Wärmepumpe Gelsenkirchen
Wärmepumpe in Gelsenkirchen auf einen Blick
Gelsenkirchen konnte den Bundesstichtag 30. Juni 2026 nicht ganz einhalten: Der Entwurf der kommunalen Wärmeplanung liegt vom 6. Juli bis 5. August 2026 öffentlich aus, der Ratsbeschluss steht noch aus. Gelsenwasser und elevion versorgen die Stadt mit Strom, Gas und Fernwärme.

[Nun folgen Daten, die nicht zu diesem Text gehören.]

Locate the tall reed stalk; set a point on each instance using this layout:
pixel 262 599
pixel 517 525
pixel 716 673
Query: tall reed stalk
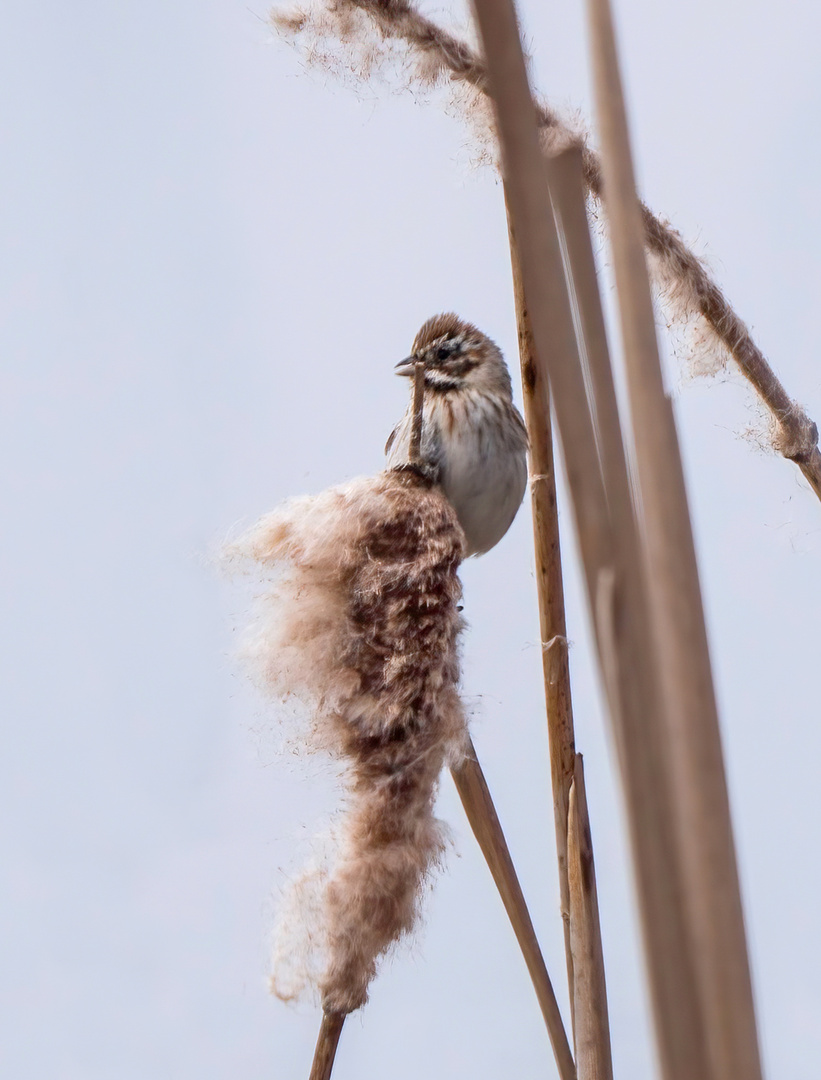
pixel 695 751
pixel 608 540
pixel 676 269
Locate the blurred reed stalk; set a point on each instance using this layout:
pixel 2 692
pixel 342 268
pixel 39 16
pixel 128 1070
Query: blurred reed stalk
pixel 611 555
pixel 326 1043
pixel 695 750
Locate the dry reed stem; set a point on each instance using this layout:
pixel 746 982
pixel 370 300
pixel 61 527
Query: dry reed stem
pixel 566 184
pixel 550 591
pixel 326 1043
pixel 678 272
pixel 696 761
pixel 481 812
pixel 634 700
pixel 414 453
pixel 479 807
pixel 592 1031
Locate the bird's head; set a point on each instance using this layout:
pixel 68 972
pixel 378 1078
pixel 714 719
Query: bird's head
pixel 456 356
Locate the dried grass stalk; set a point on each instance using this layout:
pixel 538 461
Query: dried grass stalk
pixel 362 624
pixel 371 29
pixel 475 797
pixel 613 574
pixel 592 1033
pixel 327 1041
pixel 702 813
pixel 550 592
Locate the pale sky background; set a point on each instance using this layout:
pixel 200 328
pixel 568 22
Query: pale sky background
pixel 212 261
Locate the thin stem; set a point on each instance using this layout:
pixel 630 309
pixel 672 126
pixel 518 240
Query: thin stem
pixel 550 591
pixel 593 1056
pixel 702 813
pixel 479 807
pixel 616 591
pixel 326 1043
pixel 416 429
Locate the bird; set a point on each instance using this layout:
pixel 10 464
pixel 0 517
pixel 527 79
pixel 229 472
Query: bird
pixel 473 439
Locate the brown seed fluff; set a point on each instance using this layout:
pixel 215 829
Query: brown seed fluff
pixel 363 624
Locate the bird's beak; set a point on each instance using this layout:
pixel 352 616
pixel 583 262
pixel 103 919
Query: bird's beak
pixel 406 366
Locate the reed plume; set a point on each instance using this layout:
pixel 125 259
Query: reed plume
pixel 361 623
pixel 364 37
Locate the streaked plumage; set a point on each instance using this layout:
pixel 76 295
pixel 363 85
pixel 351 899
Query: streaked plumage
pixel 472 433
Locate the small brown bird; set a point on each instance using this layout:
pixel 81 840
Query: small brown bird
pixel 472 434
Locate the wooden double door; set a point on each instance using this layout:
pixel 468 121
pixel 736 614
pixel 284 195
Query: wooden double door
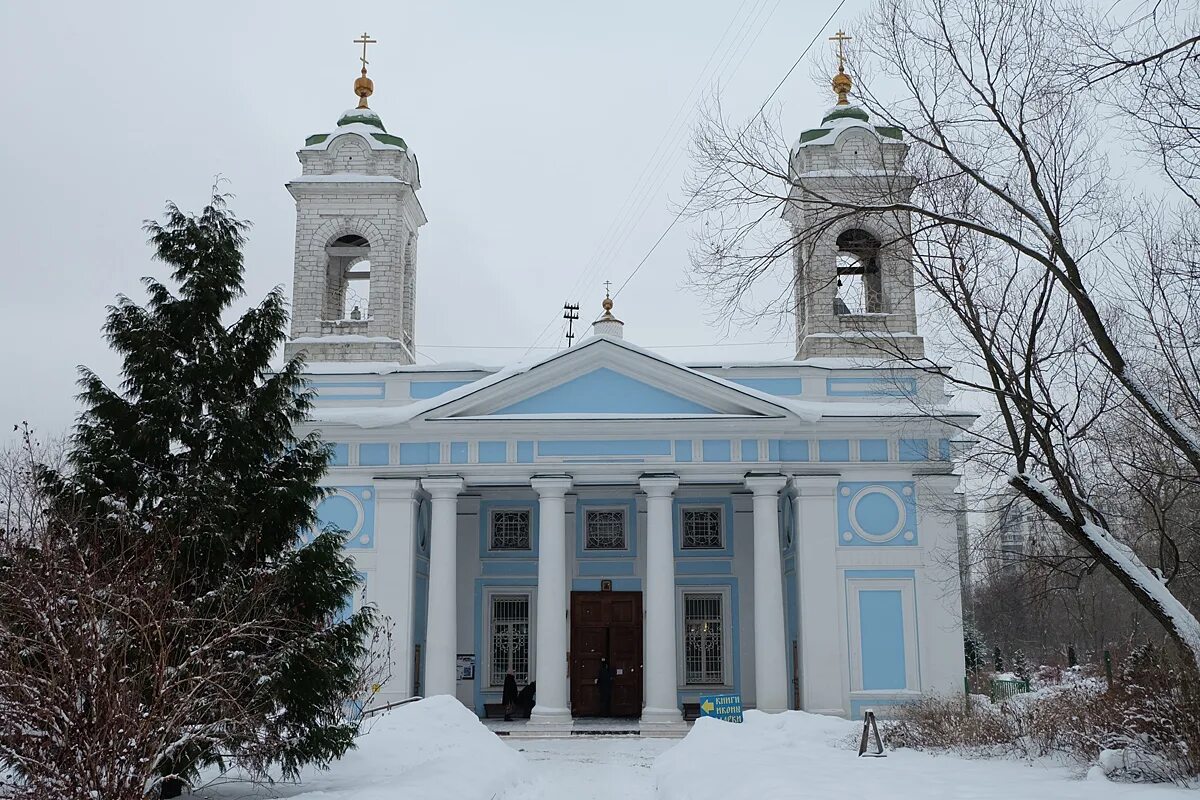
pixel 606 627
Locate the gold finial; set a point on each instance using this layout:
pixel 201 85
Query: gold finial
pixel 841 83
pixel 363 85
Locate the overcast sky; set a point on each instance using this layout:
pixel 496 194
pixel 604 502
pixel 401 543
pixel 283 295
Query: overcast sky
pixel 533 122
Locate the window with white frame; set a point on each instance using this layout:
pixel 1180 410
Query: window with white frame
pixel 604 529
pixel 703 638
pixel 510 638
pixel 510 529
pixel 701 528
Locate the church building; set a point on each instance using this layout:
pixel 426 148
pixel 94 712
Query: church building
pixel 630 531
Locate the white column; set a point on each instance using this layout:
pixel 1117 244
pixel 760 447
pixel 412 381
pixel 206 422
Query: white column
pixel 769 630
pixel 659 651
pixel 552 703
pixel 394 577
pixel 442 631
pixel 823 659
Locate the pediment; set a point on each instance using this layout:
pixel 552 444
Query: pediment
pixel 605 378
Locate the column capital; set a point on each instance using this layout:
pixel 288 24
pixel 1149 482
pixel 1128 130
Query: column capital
pixel 765 482
pixel 815 485
pixel 443 487
pixel 396 488
pixel 659 486
pixel 551 486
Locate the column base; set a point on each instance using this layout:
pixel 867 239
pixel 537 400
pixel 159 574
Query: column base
pixel 550 719
pixel 663 722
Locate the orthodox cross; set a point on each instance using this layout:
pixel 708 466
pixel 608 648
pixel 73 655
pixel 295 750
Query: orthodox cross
pixel 841 38
pixel 364 42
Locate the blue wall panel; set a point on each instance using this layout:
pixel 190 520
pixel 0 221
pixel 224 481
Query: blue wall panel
pixel 373 455
pixel 881 630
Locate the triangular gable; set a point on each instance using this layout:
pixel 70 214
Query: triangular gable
pixel 605 391
pixel 601 378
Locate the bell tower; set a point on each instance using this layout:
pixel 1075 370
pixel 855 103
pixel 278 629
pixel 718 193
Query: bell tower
pixel 357 227
pixel 853 269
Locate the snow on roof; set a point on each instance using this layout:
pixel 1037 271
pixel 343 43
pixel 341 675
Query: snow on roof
pixel 346 178
pixel 363 130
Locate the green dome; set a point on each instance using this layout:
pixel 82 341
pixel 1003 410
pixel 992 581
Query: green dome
pixel 364 115
pixel 845 112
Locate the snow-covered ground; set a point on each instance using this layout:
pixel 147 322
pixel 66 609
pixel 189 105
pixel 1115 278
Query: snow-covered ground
pixel 431 750
pixel 798 755
pixel 436 750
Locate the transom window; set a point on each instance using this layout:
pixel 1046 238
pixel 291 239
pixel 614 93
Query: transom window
pixel 510 529
pixel 510 638
pixel 703 641
pixel 701 529
pixel 604 529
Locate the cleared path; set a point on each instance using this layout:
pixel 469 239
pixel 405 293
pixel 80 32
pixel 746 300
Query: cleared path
pixel 588 768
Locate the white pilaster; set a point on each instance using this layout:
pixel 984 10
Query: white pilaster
pixel 441 635
pixel 552 703
pixel 769 630
pixel 659 650
pixel 823 663
pixel 395 583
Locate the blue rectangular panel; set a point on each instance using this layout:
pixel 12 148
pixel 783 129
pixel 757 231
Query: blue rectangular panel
pixel 834 449
pixel 783 386
pixel 493 452
pixel 426 389
pixel 793 450
pixel 913 449
pixel 420 452
pixel 717 449
pixel 881 632
pixel 605 447
pixel 873 450
pixel 882 386
pixel 373 455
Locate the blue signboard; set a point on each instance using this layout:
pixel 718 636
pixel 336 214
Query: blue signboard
pixel 723 707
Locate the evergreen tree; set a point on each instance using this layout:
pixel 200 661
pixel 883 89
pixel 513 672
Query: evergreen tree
pixel 197 450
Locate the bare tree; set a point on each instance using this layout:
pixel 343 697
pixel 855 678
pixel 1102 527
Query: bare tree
pixel 1060 296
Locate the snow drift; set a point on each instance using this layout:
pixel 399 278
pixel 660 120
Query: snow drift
pixel 433 749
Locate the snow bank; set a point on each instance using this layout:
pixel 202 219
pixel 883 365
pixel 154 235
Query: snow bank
pixel 435 749
pixel 797 755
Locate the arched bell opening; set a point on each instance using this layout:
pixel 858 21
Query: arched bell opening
pixel 859 281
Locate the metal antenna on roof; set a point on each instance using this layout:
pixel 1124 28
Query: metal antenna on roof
pixel 570 313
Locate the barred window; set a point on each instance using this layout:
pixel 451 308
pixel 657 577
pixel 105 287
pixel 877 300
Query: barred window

Siehe auch: Bundesweite Grundlage. KfW 458, GEG und technische Mindestanforderungen gelten in Gelsenkirchen uneingeschränkt.
EMPFOHLENE ANBIETER
Förderung in Gelsenkirchen
| Posten | Wert |
|---|---|
| KfW 458 (Bundesförderung) | aktiv |
| progres.nrw (Erdwärme) | bis 12.000 EUR |
| KfW-Kredit 261/262 | aktiv |
Details zu KfW 458 und dem Kredit 261/262 stehen in der Bundesweiten Grundlage. progres.nrw läuft bis 30. Juni 2027.
Antragsweg und zuständige Stellen
Untere Wasserbehörde der Stadt Gelsenkirchen
Sitzt im Umweltamt. Genehmigt Erdwärmesonden und Grundwasser-Wärmepumpen.
Gelsenwasser und elevion
Versorger für Strom, Gas und Fernwärme. Beraten zu Heizungstausch und Wärmepumpen.
Bezirksregierung Arnsberg
Antragsstelle für progres.nrw im Raum Gelsenkirchen.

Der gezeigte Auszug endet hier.